Frisch aus der Welt gefischt


Atelier am Eck: Die Welt hängt an seidenen Fäden

Weiss ist die Welt der israelischen Künstlerin Zipora Rafaelov, und beherrscht von Licht und Schatten. Alles beginnt mit dem Zeichnen auf dünnen Multiplexplatten. Feine Umrisslinien gliedern die Fläche und trennen Form vom Umraum. Was zuvor der Bleistift entwarf, vollendet die Säge: Die positive Form wird vorsichtig aus der Fläche geborgen - etwa so, wie man Plätzchen aus einem Teig sticht. Übrig bleiben eine Vielzahl kleiner flacher Laubsägearbeiten in Keksgröße und die durchlöcherte Platte, in der sich die entnommenen Formen in ihrem Negativ, in der Aussparung, weiterhin abbilden.
Einige dieser reliefartigen Holzplatten sind derzeit im Atelier am Eck zu sehen. Mal fest auf einen Untergrund montiert, dann aber wieder mit einem daumenbreiten Abstand zur Wand angebracht, geben sich die ganz in weisse Farbe getauchten Holzgerippe dem Spiel mit Licht und Schatten hin. Je nachdem wie Sonne oder Glühlampe ihre Strahlen über die Oberfläche schicken, entstehen Schatten von verhaltener Farbigkeit, die Positiv und Negativ penibel gegeneinander abgrenzen und den Raum zwischen den Dingen ins Licht rücken.
Und eben dieser Raum ist es, den Zipora Rafaelov auch bei ihren anderen ausgestellten Objekten interessiert. Flache Holzplättchen in Form von Kaffeetassen Ufos, Rüben, Palmen, Autos, Beilen, Pumps und allerlei frisch aus der Welt gefischtem Kram knüpft sie an Fäden und spannt sie in mehreren Reihen oder als kompliziertes Netzgeflecht in Rahmen.

Immer wieder versucht man die skurrilen Nachbarschaften zwischen den Teilchen zu entwirren, aber die Zusammenstellung richtet sich nach formalen Gesichtspunkten, nicht nach inhaltlichen Bezügen.

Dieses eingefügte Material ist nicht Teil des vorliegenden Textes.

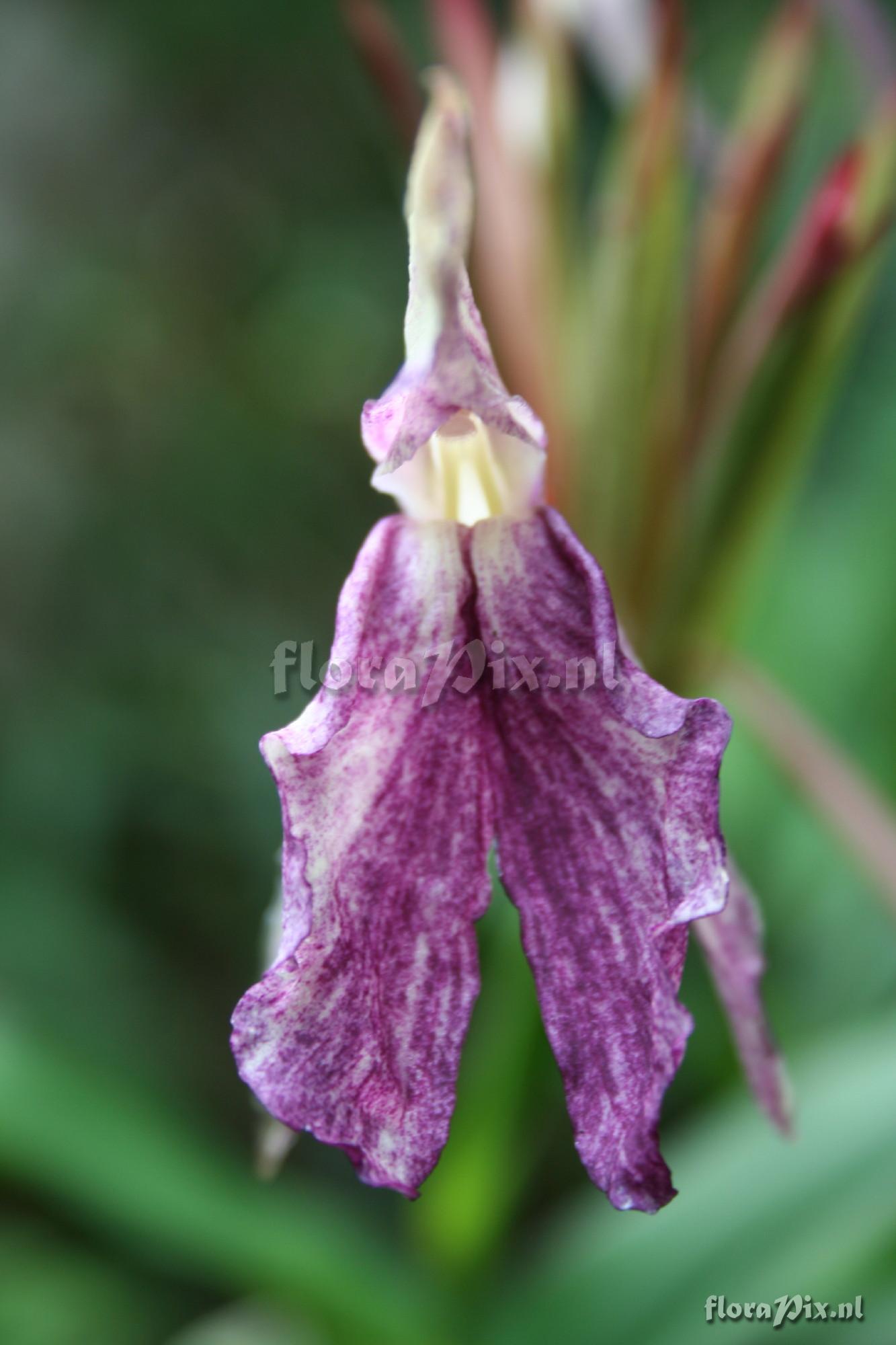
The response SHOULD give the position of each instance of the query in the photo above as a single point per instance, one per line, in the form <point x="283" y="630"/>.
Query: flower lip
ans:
<point x="466" y="473"/>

Letztere stellen sich eher ein, wenn der Betrachter poetischen Titel wie „Schwanensee“ liest und sich die eigenen Assoziationsfetzen zu einem erzählerischen Flickenteppich formieren.
Waren die weißen Holztäfelchen zuvor nur einzelne Silhouetten, so definieren sie sich nun in räumlichen Verhältnissen zueinander. Die Schatten verdoppeln das Spiel der perfekt ausgeleuchteten Arbeiten, zaubern eine flächige Projektion des dreidimensionalen Objektes auf die Wand und kehren den räumlichen Effekt kurzerhand wieder um. Konsequenterweise löst sich Zipora Rafaelov bei ihrer jüngsten Arbeit vollständig von der Wand und baut ein Gerüst mitten in den Raum, das mit seiner Bespannung an eine riesige Harfe erinnert. Auch hier ergeben sich Schatten, aber sie sind noch gebrochener, noch diffuser als bei den Objekten, die parallel zur Wand konzipiert sind. Was im Zusammenspiel sichtbar wird, ist eine ornamentale dreidimsionale Struktur frei von jeglicher Gegenständlichkeit.

Atelier am Eck, Himmelgeisterstr 107e, 22./23. September und 6./.7. Oktober 15-17 h.